On September 10, 2014, amid recent high-profile breaches, Senate Intelligence Committee Vice Chairman Saxby Chambliss and House Intelligence Committee Chairman Mike Rogers renewed their calls for Congress to pass cyberinformation sharing legislation before the end of this Congress. At a payment security event hosted by Bloomberg Government and the Merchant-Financial Cyber Partnership, Chambliss and Rogers—both of whom are retiring from Congress this year—warned that the window is closing to get a bill signed into law this year. White House Cybersecurity Coordinator Michael Daniel, who also attended the event, echoed the same sentiment.
Outlook on Cybersecurity Legislation This Year
Chambliss stated that he sees "no chance the bill will come up until the lame duck," and even then, it will be a challenge given all the other bills that must be considered. He noted, however, the ball is in the Senate's court: "If you've ever dealt with [Intelligence Committee Chairman] Dianne Feinstein, Dianne is pretty forceful in her conference, and I'm leaving Senator Reid to her."
Rogers struck a similar tone and warned against complacency: "We're in a cyberwar, and we're losing. We don't have a sense of urgency on this the way we need to have a sense of urgency on this. We're in a cyberwar today. The Russians know it. The Chinese know it. The Iranians know it. The North Koreans know it. The cybercriminals know it. We just don't know it."
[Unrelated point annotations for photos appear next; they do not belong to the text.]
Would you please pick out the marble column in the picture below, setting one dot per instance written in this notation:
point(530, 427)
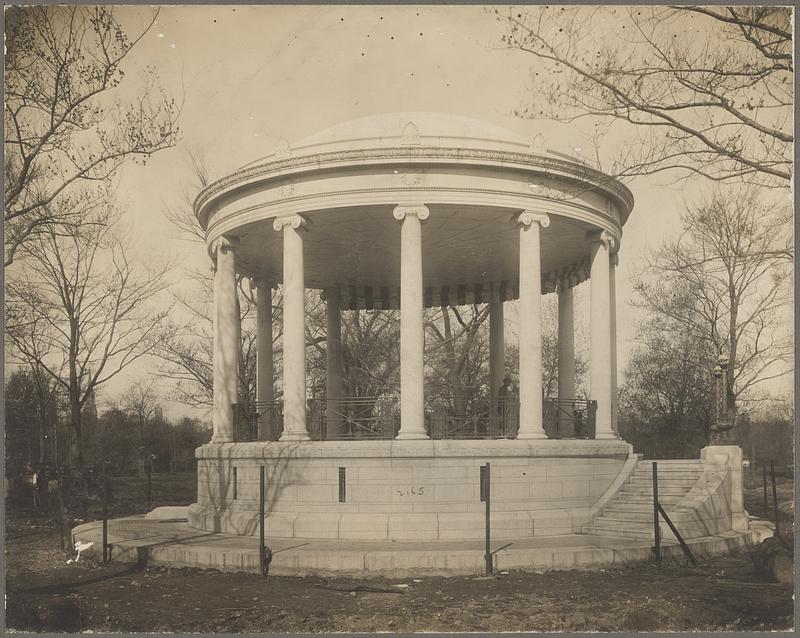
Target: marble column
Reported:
point(566, 360)
point(264, 363)
point(294, 338)
point(600, 243)
point(334, 363)
point(227, 330)
point(412, 335)
point(530, 325)
point(612, 281)
point(497, 352)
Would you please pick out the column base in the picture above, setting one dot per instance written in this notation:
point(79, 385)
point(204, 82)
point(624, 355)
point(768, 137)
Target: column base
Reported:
point(528, 436)
point(412, 436)
point(292, 436)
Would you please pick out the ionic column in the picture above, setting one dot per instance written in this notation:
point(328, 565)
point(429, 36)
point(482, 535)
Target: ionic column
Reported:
point(412, 335)
point(294, 339)
point(496, 351)
point(612, 281)
point(530, 325)
point(600, 332)
point(264, 364)
point(334, 362)
point(227, 329)
point(566, 359)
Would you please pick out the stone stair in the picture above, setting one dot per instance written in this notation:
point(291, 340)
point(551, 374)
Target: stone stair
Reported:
point(630, 514)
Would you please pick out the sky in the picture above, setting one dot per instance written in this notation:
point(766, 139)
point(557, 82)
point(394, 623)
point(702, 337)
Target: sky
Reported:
point(249, 76)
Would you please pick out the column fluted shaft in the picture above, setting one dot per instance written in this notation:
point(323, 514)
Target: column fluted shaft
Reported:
point(412, 335)
point(265, 392)
point(566, 360)
point(334, 362)
point(530, 325)
point(227, 329)
point(600, 334)
point(613, 303)
point(294, 339)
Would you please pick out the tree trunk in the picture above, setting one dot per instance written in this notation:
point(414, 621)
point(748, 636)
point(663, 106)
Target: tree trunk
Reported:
point(75, 451)
point(452, 372)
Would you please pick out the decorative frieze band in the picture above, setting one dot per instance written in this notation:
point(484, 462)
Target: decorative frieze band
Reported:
point(388, 297)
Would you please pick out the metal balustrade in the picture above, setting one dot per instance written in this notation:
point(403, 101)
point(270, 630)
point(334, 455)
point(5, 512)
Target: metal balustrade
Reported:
point(446, 417)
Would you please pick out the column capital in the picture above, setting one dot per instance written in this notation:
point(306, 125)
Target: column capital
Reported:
point(602, 237)
point(255, 282)
point(224, 244)
point(325, 293)
point(420, 212)
point(528, 217)
point(290, 221)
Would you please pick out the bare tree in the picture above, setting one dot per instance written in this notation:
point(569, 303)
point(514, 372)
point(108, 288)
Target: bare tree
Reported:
point(66, 120)
point(187, 347)
point(701, 90)
point(81, 310)
point(724, 283)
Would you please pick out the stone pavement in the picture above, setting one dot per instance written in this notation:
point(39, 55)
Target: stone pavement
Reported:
point(173, 543)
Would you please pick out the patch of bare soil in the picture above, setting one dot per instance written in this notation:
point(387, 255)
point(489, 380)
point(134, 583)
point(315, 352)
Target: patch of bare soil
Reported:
point(46, 594)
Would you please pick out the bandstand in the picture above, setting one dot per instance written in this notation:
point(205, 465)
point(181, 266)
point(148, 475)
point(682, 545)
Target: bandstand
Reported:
point(411, 211)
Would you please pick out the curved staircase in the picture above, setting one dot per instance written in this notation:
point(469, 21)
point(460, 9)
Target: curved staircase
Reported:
point(630, 513)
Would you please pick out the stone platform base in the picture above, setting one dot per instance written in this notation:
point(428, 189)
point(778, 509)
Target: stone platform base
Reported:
point(175, 544)
point(406, 490)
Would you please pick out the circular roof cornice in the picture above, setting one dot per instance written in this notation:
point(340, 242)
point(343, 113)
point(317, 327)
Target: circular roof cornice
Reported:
point(416, 154)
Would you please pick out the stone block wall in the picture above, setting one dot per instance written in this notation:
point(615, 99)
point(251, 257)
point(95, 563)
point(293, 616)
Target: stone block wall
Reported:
point(414, 490)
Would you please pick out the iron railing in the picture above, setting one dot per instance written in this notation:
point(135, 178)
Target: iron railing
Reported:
point(258, 421)
point(354, 418)
point(446, 417)
point(472, 417)
point(569, 418)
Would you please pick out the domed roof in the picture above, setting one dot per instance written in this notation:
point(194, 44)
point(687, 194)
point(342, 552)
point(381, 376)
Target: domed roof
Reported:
point(395, 126)
point(415, 128)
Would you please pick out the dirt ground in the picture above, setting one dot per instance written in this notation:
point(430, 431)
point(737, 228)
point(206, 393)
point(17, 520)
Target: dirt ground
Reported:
point(46, 594)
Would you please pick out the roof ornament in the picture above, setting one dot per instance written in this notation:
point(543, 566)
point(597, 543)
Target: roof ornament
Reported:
point(410, 134)
point(537, 144)
point(282, 149)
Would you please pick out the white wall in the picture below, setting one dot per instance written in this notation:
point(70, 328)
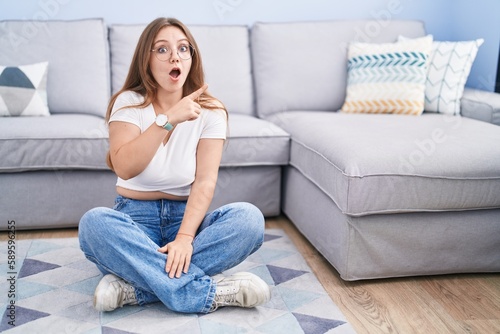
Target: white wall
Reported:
point(445, 19)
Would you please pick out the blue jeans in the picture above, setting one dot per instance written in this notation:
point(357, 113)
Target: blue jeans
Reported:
point(124, 241)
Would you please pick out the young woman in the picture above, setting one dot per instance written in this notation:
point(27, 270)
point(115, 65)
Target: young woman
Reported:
point(166, 136)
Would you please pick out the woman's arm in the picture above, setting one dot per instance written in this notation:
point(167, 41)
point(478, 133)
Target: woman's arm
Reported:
point(131, 151)
point(208, 157)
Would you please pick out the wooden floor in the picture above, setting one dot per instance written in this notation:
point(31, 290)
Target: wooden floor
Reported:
point(436, 304)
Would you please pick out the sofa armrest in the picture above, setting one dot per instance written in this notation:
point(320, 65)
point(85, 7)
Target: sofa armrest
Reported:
point(481, 105)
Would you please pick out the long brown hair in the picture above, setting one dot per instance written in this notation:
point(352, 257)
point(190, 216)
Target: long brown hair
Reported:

Status of Cybersecurity Bills
Both the Senate Intelligence Committee and the House have passed bipartisan information sharing bills aimed at providing private sector companies, who are often on the front lines of cyberattacks, with liability protection for sharing cyberthreat information with each other and with the government. While the bills have some similarities, they approach how information may be shared with the government and the type of liability protection offered for authorized activities differently. The White House has threatened to veto the House bill, citing—in part—concerns about privacy and the scope of liability protections. The information sharing bills join other, less controversial cyber-related bills that have passed the House or been reported by the Senate Commerce Committee or the Senate Homeland Security and Government Affairs Committees—but have yet to be taken up in the full Senate.
Companies across all sectors that use or rely on data could be impacted by cyber incidents. These companies have a stake in this legislation and should monitor its progress to ensure there are strong incentives and solid legal protections for sharing cyberthreat information.